Induction of caspase-dependent apoptosis in HL-60 cells by DZA. (A) HL-60 cells treated with the indicated micromolar concentrations of DZA for 6 h were fixed, stained with PI and then analyzed by flow cytometry as described in METHODS. (B) HL-60 cells treated the same as described in (A) were subjected to immunoblot analysis against the indicated procaspases. GAPDH was used for equal loading of proteins. (C) After incubating HL-60 cells in the absence or presence of 30μM z-VAD-Fmk for 1 h, they were treated with the indicated micromolar concentrations of DZA for 6 h further. The cells then were subjected to PI staining and flow cytometric analysis. The figures are representative of three independent experiments.
Fig. 2.
DZA-induced cyt c release in a PT- and caspase-independent manner. (A) Cytosolic and mitochondrial fractions of HL-60 cells treated with the indicated concentrations of DZA for 6 h were subjected to immunoblot analysis against cyt c. Porin and GAPDH were used for the equal loading of mitochondrial and cytosolic proteins, respectively. (B) HL-60 cells incubated in the absence or presence of 30μM z-VAD-Fmk for 1 h were treated with vehicle or 100μM DZA. Six hours later, cytosolic and mitochondrial fractions were prepared and subjected to immunoblot analysis against cyt c. Cyt c oxidase and GAPDH were used for equal loading of mitochondrial and cytosolic proteins, respectively. (C) HL-60 cells treated with vehicle, the indicated micromolar concentrations of DZA for 6 h or 50μM CCCP for 5 min were incubated with 2μM JC-1. After 15 min, cells were harvested, washed and analyzed on FACSCalibur with emission filters of FL1 and FL2 for green and red fluorescences, respectively. CCCP was used to confirm that JC-1 adequately reacted to MMP dissipation. The results are representative of three independent experiments.
Fig. 3.
DZA-induced BAX activation in HL-60 cells. (A) Subcellular fractions of HL-60 cells treated with indicated concentrations of DZA were prepared and subjected to immunoblot analysis against the indicated proteins. GAPDH and cyt c oxidase were used for equal loading of cytosolic and mitochondrial proteins, respectively. (B) Cytosolic and mitochondrial fractions of HL-60 cells incubated with vehicle or 30μM z-VAD-Fmk for 1 h and then 100μM DZA for 6 h further were prepared and subjected to immunoblot analysis.
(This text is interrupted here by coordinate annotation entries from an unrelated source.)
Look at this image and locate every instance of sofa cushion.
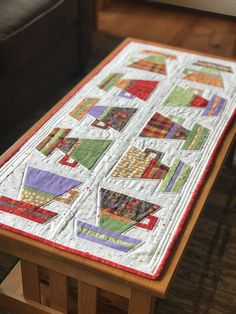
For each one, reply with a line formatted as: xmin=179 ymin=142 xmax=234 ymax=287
xmin=0 ymin=0 xmax=77 ymax=71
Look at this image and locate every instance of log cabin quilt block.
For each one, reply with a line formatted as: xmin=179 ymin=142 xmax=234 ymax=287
xmin=0 ymin=40 xmax=236 ymax=279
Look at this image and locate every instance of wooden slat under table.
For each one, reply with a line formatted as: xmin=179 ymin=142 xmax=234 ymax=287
xmin=0 ymin=39 xmax=236 ymax=314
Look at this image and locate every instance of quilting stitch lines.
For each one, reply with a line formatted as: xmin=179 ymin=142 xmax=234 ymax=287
xmin=69 ymin=98 xmax=137 ymax=132
xmin=140 ymin=112 xmax=209 ymax=150
xmin=0 ymin=42 xmax=233 ymax=279
xmin=36 ymin=128 xmax=112 ymax=170
xmin=76 ymin=188 xmax=160 ymax=252
xmin=98 ymin=73 xmax=159 ymax=100
xmin=183 ymin=61 xmax=233 ymax=88
xmin=111 ymin=147 xmax=191 ymax=193
xmin=164 ymin=85 xmax=226 ymax=117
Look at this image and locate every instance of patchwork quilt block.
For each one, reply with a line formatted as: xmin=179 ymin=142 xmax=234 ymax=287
xmin=0 ymin=40 xmax=236 ymax=279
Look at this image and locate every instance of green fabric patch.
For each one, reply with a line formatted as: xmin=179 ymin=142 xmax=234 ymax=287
xmin=182 ymin=123 xmax=210 ymax=150
xmin=201 ymin=67 xmax=220 ymax=74
xmin=77 ymin=226 xmax=135 ymax=249
xmin=168 ymin=114 xmax=185 ymax=125
xmin=70 ymin=98 xmax=94 ymax=119
xmin=23 ymin=185 xmax=54 ymax=198
xmin=70 ymin=139 xmax=112 ymax=169
xmin=98 ymin=73 xmax=124 ymax=92
xmin=145 ymin=55 xmax=165 ymax=64
xmin=39 ymin=129 xmax=67 ymax=156
xmin=172 ymin=165 xmax=190 ymax=193
xmin=99 ymin=214 xmax=134 ymax=233
xmin=158 ymin=159 xmax=180 ymax=192
xmin=99 ymin=107 xmax=113 ymax=120
xmin=164 ymin=86 xmax=195 ymax=106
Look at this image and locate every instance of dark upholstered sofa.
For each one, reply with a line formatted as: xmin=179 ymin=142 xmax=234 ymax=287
xmin=0 ymin=0 xmax=92 ymax=134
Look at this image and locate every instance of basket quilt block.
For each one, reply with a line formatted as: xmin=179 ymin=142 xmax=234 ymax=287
xmin=0 ymin=40 xmax=236 ymax=279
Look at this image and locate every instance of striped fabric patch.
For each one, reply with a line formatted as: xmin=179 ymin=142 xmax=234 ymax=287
xmin=69 ymin=98 xmax=99 ymax=121
xmin=77 ymin=220 xmax=141 ymax=252
xmin=182 ymin=123 xmax=210 ymax=150
xmin=0 ymin=196 xmax=57 ymax=224
xmin=158 ymin=159 xmax=190 ymax=193
xmin=202 ymin=95 xmax=226 ymax=116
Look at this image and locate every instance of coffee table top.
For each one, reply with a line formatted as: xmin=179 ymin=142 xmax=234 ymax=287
xmin=0 ymin=39 xmax=235 ymax=295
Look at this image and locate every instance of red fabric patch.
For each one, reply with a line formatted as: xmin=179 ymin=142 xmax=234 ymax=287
xmin=126 ymin=80 xmax=159 ymax=100
xmin=191 ymin=95 xmax=209 ymax=108
xmin=0 ymin=196 xmax=57 ymax=224
xmin=59 ymin=155 xmax=78 ymax=168
xmin=136 ymin=215 xmax=158 ymax=230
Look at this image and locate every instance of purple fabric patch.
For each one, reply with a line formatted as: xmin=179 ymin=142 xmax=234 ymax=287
xmin=202 ymin=95 xmax=226 ymax=116
xmin=77 ymin=220 xmax=140 ymax=244
xmin=23 ymin=166 xmax=82 ymax=195
xmin=166 ymin=123 xmax=179 ymax=138
xmin=88 ymin=106 xmax=108 ymax=118
xmin=118 ymin=89 xmax=134 ymax=99
xmin=166 ymin=162 xmax=184 ymax=192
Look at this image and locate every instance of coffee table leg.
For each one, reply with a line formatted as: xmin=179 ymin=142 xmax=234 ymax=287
xmin=78 ymin=282 xmax=97 ymax=314
xmin=21 ymin=260 xmax=41 ymax=303
xmin=49 ymin=270 xmax=68 ymax=313
xmin=128 ymin=289 xmax=155 ymax=314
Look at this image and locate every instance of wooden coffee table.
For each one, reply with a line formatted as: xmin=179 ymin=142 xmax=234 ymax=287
xmin=0 ymin=39 xmax=236 ymax=314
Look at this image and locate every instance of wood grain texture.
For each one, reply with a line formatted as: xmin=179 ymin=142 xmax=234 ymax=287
xmin=21 ymin=260 xmax=41 ymax=303
xmin=49 ymin=270 xmax=68 ymax=313
xmin=0 ymin=39 xmax=236 ymax=297
xmin=98 ymin=0 xmax=236 ymax=57
xmin=0 ymin=263 xmax=62 ymax=314
xmin=78 ymin=282 xmax=97 ymax=314
xmin=128 ymin=289 xmax=155 ymax=314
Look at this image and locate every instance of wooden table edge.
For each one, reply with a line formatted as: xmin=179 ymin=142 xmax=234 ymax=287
xmin=0 ymin=38 xmax=235 ymax=297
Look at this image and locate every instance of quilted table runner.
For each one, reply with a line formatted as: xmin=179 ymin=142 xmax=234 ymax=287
xmin=0 ymin=40 xmax=236 ymax=279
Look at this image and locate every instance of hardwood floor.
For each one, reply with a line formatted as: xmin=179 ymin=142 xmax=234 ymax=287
xmin=98 ymin=0 xmax=236 ymax=57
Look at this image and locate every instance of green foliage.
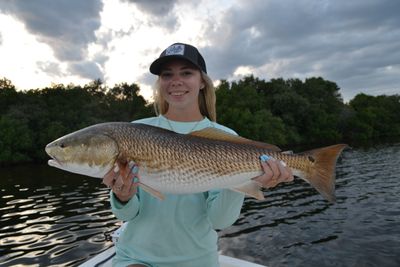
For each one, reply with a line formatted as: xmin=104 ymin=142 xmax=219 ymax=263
xmin=0 ymin=76 xmax=400 ymax=165
xmin=0 ymin=79 xmax=153 ymax=165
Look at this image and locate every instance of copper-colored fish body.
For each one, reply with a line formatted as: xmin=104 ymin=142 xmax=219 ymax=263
xmin=46 ymin=122 xmax=346 ymax=201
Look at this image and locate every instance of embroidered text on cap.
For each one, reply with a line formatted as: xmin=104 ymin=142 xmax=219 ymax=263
xmin=165 ymin=44 xmax=185 ymax=56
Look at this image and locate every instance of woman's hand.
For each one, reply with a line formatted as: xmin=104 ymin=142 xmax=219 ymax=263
xmin=103 ymin=161 xmax=139 ymax=203
xmin=254 ymin=155 xmax=294 ymax=188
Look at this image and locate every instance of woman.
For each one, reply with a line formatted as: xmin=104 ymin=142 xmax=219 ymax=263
xmin=103 ymin=43 xmax=293 ymax=267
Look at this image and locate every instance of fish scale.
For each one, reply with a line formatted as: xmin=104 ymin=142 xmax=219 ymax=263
xmin=46 ymin=122 xmax=346 ymax=201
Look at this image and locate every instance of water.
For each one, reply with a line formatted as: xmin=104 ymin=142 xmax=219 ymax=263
xmin=0 ymin=144 xmax=400 ymax=266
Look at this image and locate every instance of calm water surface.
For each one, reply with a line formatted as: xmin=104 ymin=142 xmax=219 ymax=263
xmin=0 ymin=144 xmax=400 ymax=266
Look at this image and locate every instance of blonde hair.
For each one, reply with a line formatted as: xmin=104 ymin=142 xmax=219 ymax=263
xmin=154 ymin=71 xmax=217 ymax=122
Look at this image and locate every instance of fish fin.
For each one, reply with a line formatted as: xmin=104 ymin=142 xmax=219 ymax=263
xmin=139 ymin=182 xmax=165 ymax=200
xmin=231 ymin=181 xmax=265 ymax=200
xmin=189 ymin=127 xmax=281 ymax=151
xmin=301 ymin=144 xmax=348 ymax=202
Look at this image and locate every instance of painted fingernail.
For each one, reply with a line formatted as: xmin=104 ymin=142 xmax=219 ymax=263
xmin=260 ymin=155 xmax=271 ymax=162
xmin=131 ymin=165 xmax=139 ymax=174
xmin=114 ymin=165 xmax=119 ymax=173
xmin=128 ymin=160 xmax=135 ymax=169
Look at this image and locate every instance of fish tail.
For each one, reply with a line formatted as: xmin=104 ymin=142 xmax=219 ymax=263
xmin=302 ymin=144 xmax=347 ymax=202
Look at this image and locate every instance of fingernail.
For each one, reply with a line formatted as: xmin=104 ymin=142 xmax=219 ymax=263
xmin=128 ymin=160 xmax=135 ymax=169
xmin=260 ymin=155 xmax=271 ymax=162
xmin=114 ymin=165 xmax=119 ymax=173
xmin=131 ymin=165 xmax=139 ymax=174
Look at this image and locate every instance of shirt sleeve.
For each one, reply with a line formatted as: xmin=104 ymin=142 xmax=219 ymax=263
xmin=110 ymin=191 xmax=139 ymax=221
xmin=206 ymin=189 xmax=244 ymax=229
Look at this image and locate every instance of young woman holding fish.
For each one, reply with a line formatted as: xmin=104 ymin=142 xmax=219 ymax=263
xmin=103 ymin=43 xmax=293 ymax=267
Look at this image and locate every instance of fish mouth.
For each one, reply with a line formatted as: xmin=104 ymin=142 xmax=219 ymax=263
xmin=47 ymin=156 xmax=62 ymax=168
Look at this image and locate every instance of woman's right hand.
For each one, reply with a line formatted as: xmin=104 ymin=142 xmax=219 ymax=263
xmin=103 ymin=161 xmax=139 ymax=203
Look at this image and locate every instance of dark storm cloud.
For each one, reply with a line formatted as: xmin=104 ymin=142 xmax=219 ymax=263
xmin=0 ymin=0 xmax=103 ymax=78
xmin=204 ymin=0 xmax=400 ymax=100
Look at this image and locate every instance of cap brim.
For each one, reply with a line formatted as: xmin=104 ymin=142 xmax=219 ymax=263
xmin=150 ymin=55 xmax=201 ymax=75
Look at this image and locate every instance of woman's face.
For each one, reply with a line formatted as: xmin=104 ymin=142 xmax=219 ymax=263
xmin=160 ymin=59 xmax=205 ymax=110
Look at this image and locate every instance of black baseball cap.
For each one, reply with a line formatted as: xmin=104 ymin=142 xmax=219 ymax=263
xmin=150 ymin=43 xmax=207 ymax=75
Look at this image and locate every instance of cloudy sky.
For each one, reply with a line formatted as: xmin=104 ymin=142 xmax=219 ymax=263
xmin=0 ymin=0 xmax=400 ymax=101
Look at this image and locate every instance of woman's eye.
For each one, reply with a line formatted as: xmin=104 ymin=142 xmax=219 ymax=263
xmin=182 ymin=71 xmax=192 ymax=76
xmin=161 ymin=72 xmax=172 ymax=79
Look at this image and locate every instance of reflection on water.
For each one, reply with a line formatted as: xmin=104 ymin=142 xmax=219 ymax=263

Cyt c oxidase and GAPDH were used for equal loading of mitochondrial and cytosolic fractions, respectively. (C) Left, HL-60 cells were treated with vehicle or 100μM DZA. Right, HL-60 cells incubated in the absence or presence of 30μM z-VAD-Fmk for 1 h were treated with DZA. After 6 h, cytosolic and mitochondrial fractions were incubated in the presence of 2 mM BMH as described in METHODS. Each fraction was subjected to immunoblot analysis against BAX and cyt c oxidase. The results are representative of three independent experiments.
Fig. 4.
Inhibition of DZA-induced apoptosis by BCL-XL. (A) HL-60 cells transiently transfected with empty pcDNA3.1(–) vector (EV) or plasmid expressing BCL-XL (pcDNA3.1-/BCL-XL) for 48 h were treated with vehicle or 100μM DZA. After 6 h, cytosolic fractions were subjected to immunoblot analysis against cyt c. GAPDH were used for equal loading of cytosolic proteins. (B) HL-60 cells transfected the same as in experiment (A) were treated with vehicle or 100μM DZA for 6 h. Mitochondrial fractions were then treated with 2 mM BMH as described in METHODS and subjected to immunoblot analysis against BAX. Cyt c oxidase was used for equal loading of mitochondrial proteins. (C) HL-60 cells transfected as indicated were treated with vehicle or 100μM DZA for 6 h and subjected to immunoblot analysis. GAPDH were used for equal loading of cell lysates. (D) HL-60 cells transiently transfected as indicated were treated with vehicle or 100μM DZA for 6 h. Cells were then fixed and subjected to PI staining and flow cytometric analysis. The figures are representative of three independent experiments.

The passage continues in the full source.